As voters pass judgment in the first mid-terms of the Trump era, many are wondering if Michigan will be a congressional battleground in 2018.
There’s a lot of talk about the possibility of a wave-election come November as Democrats prepare for their “wait-til-next-time” moment after the Trump upset of 2016 when Michigan played a central role.
And after last fall’s gubernatorial wins in New Jersey and Virginia and the Roy Moore drama in the Alabama Senate race, 2018 is shaping up to be a doozy of an election year.
Across the country, Democrats and Progressives are gearing up get-out-the vote-efforts after their wins in the aforementioned states.
In November, the entire House of Representatives is up for election. Michigan has 14 of those seats, three of which will have no current Congressmen running.
As Matt Grossman, political science professor and pollster at the Institute for Public Policy and Social Research at Michigan State University, tells It’s Just Politics, “everybody pays more attention to races once there is no incumbent.”
Without incumbents in those seats, it likely means a primary on both sides. And that means we’ll get a hint of how voters are feeling in August when Republicans and Democrats choose their candidates to run against each other.
We’ll get a sense of where things stand between the Trump insurgents and the Republican establishment, as well as whether the Bernie Sanders progressives and the Clinton centrists have made nice.
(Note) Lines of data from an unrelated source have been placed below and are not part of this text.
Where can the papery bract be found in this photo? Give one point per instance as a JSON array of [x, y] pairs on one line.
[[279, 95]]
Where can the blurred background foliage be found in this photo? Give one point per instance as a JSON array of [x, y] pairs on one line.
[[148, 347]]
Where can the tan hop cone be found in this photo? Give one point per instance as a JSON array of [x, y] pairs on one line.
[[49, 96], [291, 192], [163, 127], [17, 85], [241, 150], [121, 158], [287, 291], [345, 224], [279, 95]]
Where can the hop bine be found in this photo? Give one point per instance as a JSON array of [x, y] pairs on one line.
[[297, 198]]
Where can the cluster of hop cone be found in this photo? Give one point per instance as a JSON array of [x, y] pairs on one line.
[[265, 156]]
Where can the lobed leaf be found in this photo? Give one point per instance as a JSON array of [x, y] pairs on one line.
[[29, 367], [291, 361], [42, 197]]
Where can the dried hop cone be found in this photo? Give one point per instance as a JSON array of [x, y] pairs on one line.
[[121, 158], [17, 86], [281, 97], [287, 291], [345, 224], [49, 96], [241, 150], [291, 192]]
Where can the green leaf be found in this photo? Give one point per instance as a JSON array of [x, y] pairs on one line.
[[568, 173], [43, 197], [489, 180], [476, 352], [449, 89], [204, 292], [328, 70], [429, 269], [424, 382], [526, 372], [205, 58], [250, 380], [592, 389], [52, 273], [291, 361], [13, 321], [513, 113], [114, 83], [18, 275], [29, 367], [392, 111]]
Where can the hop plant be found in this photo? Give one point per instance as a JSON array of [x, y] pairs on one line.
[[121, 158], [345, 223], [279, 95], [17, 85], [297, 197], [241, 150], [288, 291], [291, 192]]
In order to win, Democrats need to fix their turnout issue. Republicans, meanwhile, need to get the Trump coalition to get out to the polls again without alienating the roughly two-thirds of the public that appears to be unimpressed with the president at this juncture.
In theory, these three open seats present the biggest opportunity for the parties to pick up seats they currently don’t hold.
“Incumbency is a huge advantage when running for Congress, so anytime there’s an open seat, we expect a more competitive race between the parties. It matters not only for voters, but also for potential funders, and activists and interest groups,” Grossman says.
So, look for the 11th Congressional District in southeast Michigan to be a free-for-all now that Republican Dave Trott has called it quits after just two terms. It’s a district that leans Republican, but Democrats are hoping an anti-Trump wave just might help them carry it.
In the same way, the Ninth Congressional District leans Democrat, but Republicans could potentially eye a pickup with the retirement of incumbent Sander Levin.
But that’s not the case in the 13th District. That’s the seat that’s empty with the resignation of Democrat John Conyers. The respected Cook Political Report gives Democrats an automatic 32-point advantage there.
At the same time, Democrats are also eyeing potential pick-up opportunities if they can find the right challengers to incumbent Republicans Tim Walberg in the Seventh and Mike Bishop in the Eighth districts.
Bishop and Walberg are just two of many Republicans who will have to decide where to position themselves when it comes to the controversial president.
They have to decide whether they are running as Trump Republicans (remember that while the president’s overall approval ratings appear to be pretty low, he’s still plenty popular with the Republican base) or if they will try and put some distance between themselves and a president whose unpredictable proclivities will have an impact on what happens to other Republicans in November.